COVID-19 and The Prostate Cancer Connection

Severe acute respiratory syndrome coronavirus 2 (SARS-CoV-2) has resulted in the first worldwide pandemic in over 100 years. The disease caused by this newly discovered novel corona virus has been named COVID-19 (Corona Virus Disease 2019). This disease runs the spectrum from mild upper respiratory symptoms through respiratory and multiorgan failure and death. There appears to be disparities regarding COVID-19 and gender. In addition to the documented age and comorbidities risk factors for COVID-19, male gender increases risk for more severe forms of the disease with death rates of men higher than in women. These preliminary sex disparity observations almost immediately opened the possibility that androgens could worsen the disease and that estrogens could be protective.

Early published data sparking the most interest in this area was from a study in the Veneto region of Italy, one of the hardest hit regions early in the pandemic.1 In a study of over 9,000 patients first reported on-line in May 2020, when considering ICU admissions 78% of men versus 22% of women required intensive care with more men dying than women (62% versus 38%). They also noted that cancer patients overall had an increased risk of SARS-CoV-2 infections compared with non-cancer patients. Surprisingly, prostate cancer patients receiving ADT had a significantly lower risk of SARS-CoV-2 infection compared with men who did not receive ADT. The greatest difference in infection risk was seen when comparing prostate cancer patients receiving ADT versus patients with any other type of cancer. This was one of the first clinical suggestions that prostate cancer patients on ADT were offered some level of protection from SARS-CoV-2 infections. Could men with prostate cancer on ADT experience lower COVID-19 morbidity and mortality because of lower androgen levels?

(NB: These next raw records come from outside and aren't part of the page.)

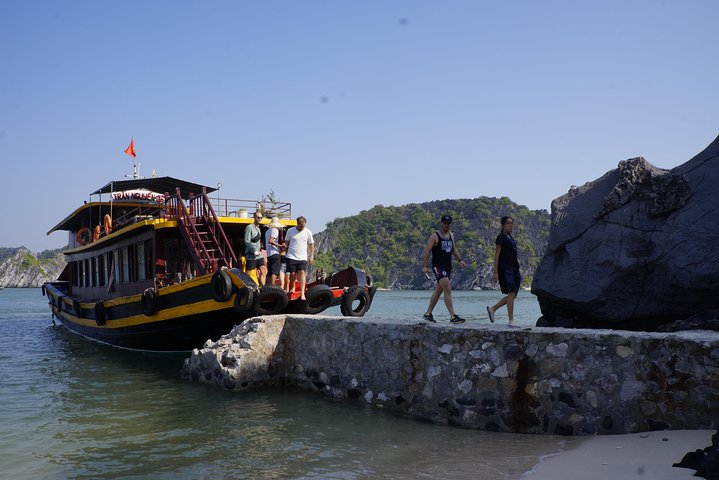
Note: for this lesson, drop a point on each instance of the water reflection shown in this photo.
(77, 409)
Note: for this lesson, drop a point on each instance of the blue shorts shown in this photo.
(509, 280)
(296, 265)
(274, 264)
(441, 272)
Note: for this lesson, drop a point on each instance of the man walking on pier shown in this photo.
(441, 245)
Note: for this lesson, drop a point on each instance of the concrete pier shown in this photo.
(488, 377)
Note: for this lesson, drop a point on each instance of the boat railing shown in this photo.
(238, 208)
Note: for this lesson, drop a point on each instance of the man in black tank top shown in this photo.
(441, 245)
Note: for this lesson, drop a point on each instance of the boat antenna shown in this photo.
(130, 150)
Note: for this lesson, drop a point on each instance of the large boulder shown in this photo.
(635, 249)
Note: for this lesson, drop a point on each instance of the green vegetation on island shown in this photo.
(387, 242)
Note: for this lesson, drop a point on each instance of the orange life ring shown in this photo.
(83, 236)
(96, 233)
(107, 222)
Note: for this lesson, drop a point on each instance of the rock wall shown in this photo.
(635, 249)
(535, 380)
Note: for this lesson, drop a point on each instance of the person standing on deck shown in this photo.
(442, 246)
(274, 247)
(253, 255)
(298, 240)
(506, 270)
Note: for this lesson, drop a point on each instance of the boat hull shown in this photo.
(182, 316)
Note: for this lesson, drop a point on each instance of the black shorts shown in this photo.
(273, 264)
(253, 264)
(509, 280)
(441, 272)
(296, 265)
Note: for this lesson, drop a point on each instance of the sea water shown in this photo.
(71, 408)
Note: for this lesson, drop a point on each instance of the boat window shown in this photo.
(140, 254)
(108, 267)
(101, 270)
(93, 272)
(116, 263)
(148, 259)
(125, 265)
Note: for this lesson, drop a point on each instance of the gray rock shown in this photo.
(635, 249)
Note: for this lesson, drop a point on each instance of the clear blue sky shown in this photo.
(338, 106)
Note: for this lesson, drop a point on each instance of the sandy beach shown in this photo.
(647, 455)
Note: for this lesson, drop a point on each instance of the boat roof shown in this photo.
(156, 184)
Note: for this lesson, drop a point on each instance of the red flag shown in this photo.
(130, 150)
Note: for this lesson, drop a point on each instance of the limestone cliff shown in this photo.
(387, 242)
(19, 267)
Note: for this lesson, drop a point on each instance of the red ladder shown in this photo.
(202, 231)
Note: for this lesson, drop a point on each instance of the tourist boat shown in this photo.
(152, 265)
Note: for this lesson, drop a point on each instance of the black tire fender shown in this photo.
(149, 302)
(76, 308)
(269, 300)
(351, 295)
(100, 314)
(319, 298)
(243, 300)
(221, 286)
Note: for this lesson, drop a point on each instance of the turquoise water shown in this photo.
(71, 408)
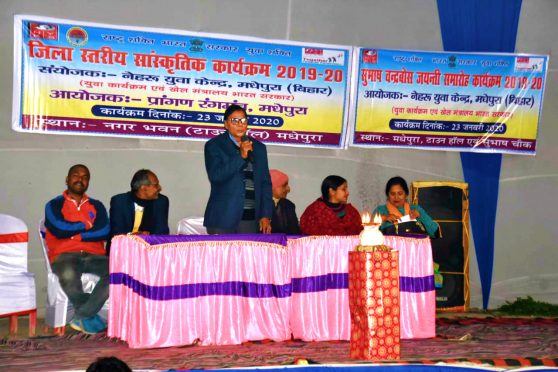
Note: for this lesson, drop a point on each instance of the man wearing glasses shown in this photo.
(143, 210)
(236, 164)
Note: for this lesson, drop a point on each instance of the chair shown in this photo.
(59, 309)
(16, 284)
(191, 226)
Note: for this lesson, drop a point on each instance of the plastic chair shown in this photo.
(16, 284)
(59, 309)
(191, 226)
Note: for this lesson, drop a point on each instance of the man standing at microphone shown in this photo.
(236, 164)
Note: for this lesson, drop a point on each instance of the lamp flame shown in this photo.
(366, 218)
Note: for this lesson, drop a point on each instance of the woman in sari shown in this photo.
(397, 207)
(331, 214)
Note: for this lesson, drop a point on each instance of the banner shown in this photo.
(93, 79)
(448, 101)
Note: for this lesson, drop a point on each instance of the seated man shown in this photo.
(284, 218)
(77, 228)
(142, 210)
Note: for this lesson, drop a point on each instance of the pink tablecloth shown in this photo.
(173, 292)
(320, 305)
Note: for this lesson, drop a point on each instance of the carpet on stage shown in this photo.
(499, 342)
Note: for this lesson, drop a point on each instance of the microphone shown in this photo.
(245, 138)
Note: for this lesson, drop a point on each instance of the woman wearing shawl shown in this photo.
(397, 206)
(331, 214)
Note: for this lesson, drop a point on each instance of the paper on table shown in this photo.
(406, 218)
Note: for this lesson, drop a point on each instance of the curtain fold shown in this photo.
(481, 26)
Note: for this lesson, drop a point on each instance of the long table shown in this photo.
(227, 289)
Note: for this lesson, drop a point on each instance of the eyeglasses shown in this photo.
(238, 121)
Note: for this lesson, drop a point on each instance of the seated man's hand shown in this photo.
(414, 214)
(265, 225)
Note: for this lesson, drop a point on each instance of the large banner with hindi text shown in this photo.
(448, 101)
(94, 79)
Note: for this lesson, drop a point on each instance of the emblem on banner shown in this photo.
(529, 64)
(77, 36)
(43, 31)
(323, 56)
(370, 56)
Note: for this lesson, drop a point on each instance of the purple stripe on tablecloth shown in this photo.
(311, 284)
(321, 283)
(280, 239)
(183, 291)
(416, 284)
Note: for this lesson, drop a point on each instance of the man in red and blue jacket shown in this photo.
(77, 228)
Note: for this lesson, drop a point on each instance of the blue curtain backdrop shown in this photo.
(481, 26)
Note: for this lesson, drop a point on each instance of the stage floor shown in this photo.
(500, 342)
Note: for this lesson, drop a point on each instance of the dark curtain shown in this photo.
(481, 26)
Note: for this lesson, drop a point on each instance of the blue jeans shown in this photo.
(69, 267)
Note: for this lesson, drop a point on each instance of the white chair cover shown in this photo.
(14, 238)
(191, 226)
(17, 286)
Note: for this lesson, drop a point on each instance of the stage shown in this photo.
(469, 340)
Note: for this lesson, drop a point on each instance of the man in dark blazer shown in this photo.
(143, 210)
(236, 164)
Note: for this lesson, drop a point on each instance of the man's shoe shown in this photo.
(99, 323)
(76, 324)
(89, 326)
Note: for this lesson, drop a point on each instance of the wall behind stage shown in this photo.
(33, 167)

While the major focus on COVID-19 strategies is currently on vaccine development, the concept of androgen blockade-based therapies is now being tested in numerous clinical trials. A Spanish study hypothesized that men with androgenic alopecia are more likely to be hospitalized with COVID-19 related pneumonia.2 A trial is now evaluating the anti-androgen dutasteride, used for alopecia and benign prostate enlargement, as a COVID-19 therapeutic intervention.3 Bicalutamide is a well-known orally administered non-steroidal anti-androgen that is being investigated in patients with COVID-19. The Veterans Administration is conducting a phase II trial using the LHRH antagonist degarelix in men with documented COVID-19 infection with support from the Prostate Cancer Foundation / VA network of centers of excellence. While these recent observational studies have suggested a link between the use of androgen deprivation with improved outcomes, is there any basic science rationale that supports these new clinical trials? In fact, there is a basic science foundation behind these unique approaches. One clue may be how the SARS-CoV-2 virus enters the cell.

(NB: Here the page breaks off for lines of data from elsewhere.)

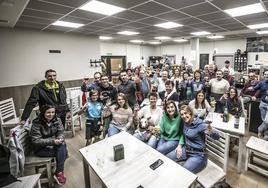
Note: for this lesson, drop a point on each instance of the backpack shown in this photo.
(5, 177)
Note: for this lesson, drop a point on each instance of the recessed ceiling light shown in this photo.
(168, 25)
(154, 42)
(258, 26)
(180, 40)
(215, 37)
(136, 41)
(67, 24)
(200, 33)
(245, 10)
(162, 38)
(101, 8)
(128, 33)
(262, 32)
(105, 38)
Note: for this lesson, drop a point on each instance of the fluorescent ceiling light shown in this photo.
(136, 41)
(215, 37)
(180, 40)
(245, 10)
(67, 24)
(200, 33)
(101, 8)
(258, 26)
(128, 33)
(105, 38)
(154, 42)
(168, 25)
(162, 38)
(262, 32)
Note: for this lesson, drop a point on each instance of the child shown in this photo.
(93, 117)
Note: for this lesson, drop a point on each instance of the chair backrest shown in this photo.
(72, 92)
(7, 110)
(219, 149)
(75, 105)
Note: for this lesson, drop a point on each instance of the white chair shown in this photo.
(75, 106)
(8, 118)
(217, 150)
(257, 155)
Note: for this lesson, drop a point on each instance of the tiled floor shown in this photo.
(75, 178)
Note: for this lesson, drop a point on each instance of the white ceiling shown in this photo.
(141, 15)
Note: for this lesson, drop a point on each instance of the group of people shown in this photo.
(186, 97)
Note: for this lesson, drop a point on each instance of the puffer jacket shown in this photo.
(43, 135)
(41, 95)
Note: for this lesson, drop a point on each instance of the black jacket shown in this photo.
(41, 95)
(43, 135)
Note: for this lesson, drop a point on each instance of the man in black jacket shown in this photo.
(47, 92)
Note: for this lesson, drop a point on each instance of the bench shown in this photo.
(8, 118)
(75, 107)
(218, 150)
(257, 155)
(32, 161)
(32, 181)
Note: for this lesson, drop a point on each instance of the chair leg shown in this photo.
(49, 175)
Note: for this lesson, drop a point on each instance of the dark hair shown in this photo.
(168, 82)
(126, 106)
(203, 102)
(49, 70)
(168, 103)
(43, 110)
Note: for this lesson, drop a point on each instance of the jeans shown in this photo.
(166, 146)
(151, 142)
(194, 162)
(58, 151)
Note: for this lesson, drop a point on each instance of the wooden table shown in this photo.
(134, 170)
(26, 182)
(234, 132)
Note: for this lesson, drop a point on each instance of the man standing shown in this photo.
(219, 86)
(227, 66)
(128, 88)
(47, 92)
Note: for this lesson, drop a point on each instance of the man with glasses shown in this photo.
(86, 86)
(106, 90)
(47, 92)
(219, 86)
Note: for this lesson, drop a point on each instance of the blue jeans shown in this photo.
(112, 131)
(151, 142)
(263, 128)
(58, 151)
(166, 146)
(194, 162)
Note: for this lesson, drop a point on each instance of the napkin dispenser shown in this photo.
(119, 152)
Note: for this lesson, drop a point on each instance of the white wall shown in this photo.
(133, 52)
(228, 46)
(24, 56)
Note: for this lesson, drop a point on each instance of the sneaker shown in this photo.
(60, 178)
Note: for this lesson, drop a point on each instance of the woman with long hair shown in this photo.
(47, 135)
(170, 129)
(122, 115)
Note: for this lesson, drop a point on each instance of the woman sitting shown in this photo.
(200, 105)
(48, 139)
(154, 114)
(231, 101)
(170, 129)
(122, 115)
(194, 151)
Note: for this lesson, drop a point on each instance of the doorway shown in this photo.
(114, 65)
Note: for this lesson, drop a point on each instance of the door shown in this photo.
(114, 65)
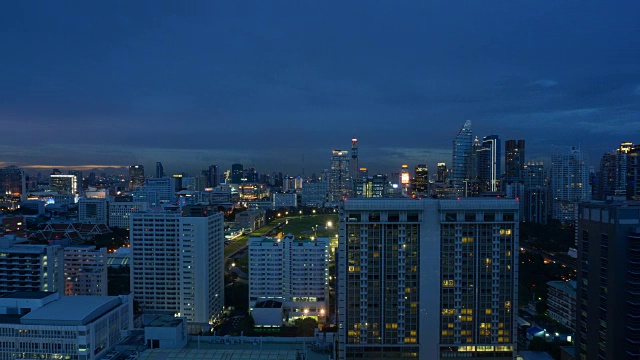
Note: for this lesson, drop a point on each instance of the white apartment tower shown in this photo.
(31, 268)
(85, 270)
(427, 279)
(569, 184)
(177, 262)
(295, 272)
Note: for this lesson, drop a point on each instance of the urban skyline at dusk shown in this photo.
(267, 85)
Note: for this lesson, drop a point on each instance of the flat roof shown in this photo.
(27, 295)
(71, 310)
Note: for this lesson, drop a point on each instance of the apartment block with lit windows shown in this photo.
(428, 279)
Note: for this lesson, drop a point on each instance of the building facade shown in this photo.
(44, 325)
(292, 271)
(85, 270)
(461, 160)
(608, 293)
(31, 268)
(561, 302)
(427, 279)
(569, 184)
(177, 262)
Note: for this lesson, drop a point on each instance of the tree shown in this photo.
(306, 326)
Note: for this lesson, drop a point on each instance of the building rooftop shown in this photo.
(27, 295)
(268, 304)
(71, 310)
(568, 287)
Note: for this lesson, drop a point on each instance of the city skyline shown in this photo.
(267, 85)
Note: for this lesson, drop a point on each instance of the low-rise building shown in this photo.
(45, 325)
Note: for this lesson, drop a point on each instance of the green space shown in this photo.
(304, 227)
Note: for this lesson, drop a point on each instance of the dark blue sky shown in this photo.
(264, 83)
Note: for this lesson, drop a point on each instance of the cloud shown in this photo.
(544, 83)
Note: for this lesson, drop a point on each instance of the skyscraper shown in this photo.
(427, 279)
(569, 184)
(177, 262)
(159, 170)
(236, 173)
(460, 170)
(136, 176)
(339, 179)
(608, 293)
(214, 177)
(354, 169)
(488, 163)
(442, 173)
(421, 179)
(514, 158)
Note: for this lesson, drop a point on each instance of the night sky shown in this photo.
(269, 83)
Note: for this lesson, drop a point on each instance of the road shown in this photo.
(550, 256)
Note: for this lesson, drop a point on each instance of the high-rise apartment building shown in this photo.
(339, 179)
(136, 176)
(461, 160)
(421, 179)
(237, 171)
(213, 176)
(354, 168)
(85, 270)
(177, 262)
(608, 293)
(293, 271)
(536, 193)
(488, 163)
(514, 158)
(31, 268)
(442, 173)
(427, 279)
(569, 184)
(159, 170)
(63, 184)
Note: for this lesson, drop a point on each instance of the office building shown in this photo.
(292, 271)
(93, 210)
(120, 212)
(488, 164)
(136, 176)
(85, 270)
(614, 173)
(44, 325)
(159, 170)
(155, 192)
(213, 176)
(63, 184)
(177, 262)
(314, 193)
(339, 179)
(31, 268)
(561, 302)
(569, 184)
(12, 181)
(427, 279)
(536, 193)
(461, 160)
(237, 172)
(442, 173)
(421, 180)
(608, 278)
(354, 168)
(514, 158)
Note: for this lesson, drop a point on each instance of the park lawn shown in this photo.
(302, 226)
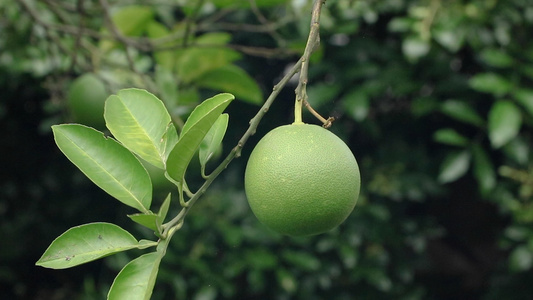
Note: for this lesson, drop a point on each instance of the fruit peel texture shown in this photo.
(302, 180)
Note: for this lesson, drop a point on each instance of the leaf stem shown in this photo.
(301, 65)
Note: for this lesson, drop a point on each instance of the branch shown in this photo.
(301, 64)
(313, 41)
(236, 151)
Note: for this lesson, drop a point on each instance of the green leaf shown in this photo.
(415, 48)
(164, 58)
(357, 104)
(147, 220)
(232, 79)
(194, 62)
(193, 132)
(106, 163)
(491, 83)
(132, 20)
(139, 120)
(496, 58)
(483, 170)
(524, 97)
(449, 136)
(505, 121)
(521, 259)
(213, 139)
(151, 220)
(518, 150)
(454, 166)
(450, 38)
(461, 111)
(137, 279)
(85, 243)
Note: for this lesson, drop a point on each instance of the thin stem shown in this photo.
(301, 96)
(235, 152)
(313, 41)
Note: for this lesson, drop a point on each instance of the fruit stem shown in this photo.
(298, 112)
(313, 41)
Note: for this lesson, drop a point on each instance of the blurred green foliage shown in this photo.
(434, 97)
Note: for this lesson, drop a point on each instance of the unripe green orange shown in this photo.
(302, 179)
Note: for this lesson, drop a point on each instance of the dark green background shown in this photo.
(443, 214)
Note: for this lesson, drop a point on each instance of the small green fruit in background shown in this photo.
(302, 180)
(86, 99)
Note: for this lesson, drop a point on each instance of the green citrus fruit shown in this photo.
(302, 179)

Cell entry of the SARS-CoV-2 virus depends on binding of the viral spike (S) proteins to angiotensin-converting enzyme 2 and on (S) protein priming by the transmembrane protease, serine 2 (TMPRSS2).4 TMPRSS2 facilitates activation of SARS-CoV-2 for cell entry and is also an androgen-regulated gene, frequently up-regulated in prostate cancer. The androgen receptor is a transcription regulator of TMPRSS2. Androgen-deprivation decreases the levels of TMPRSS2 supporting the concept that anti-androgen strategies may be effective in SARS-CoV-2 infections.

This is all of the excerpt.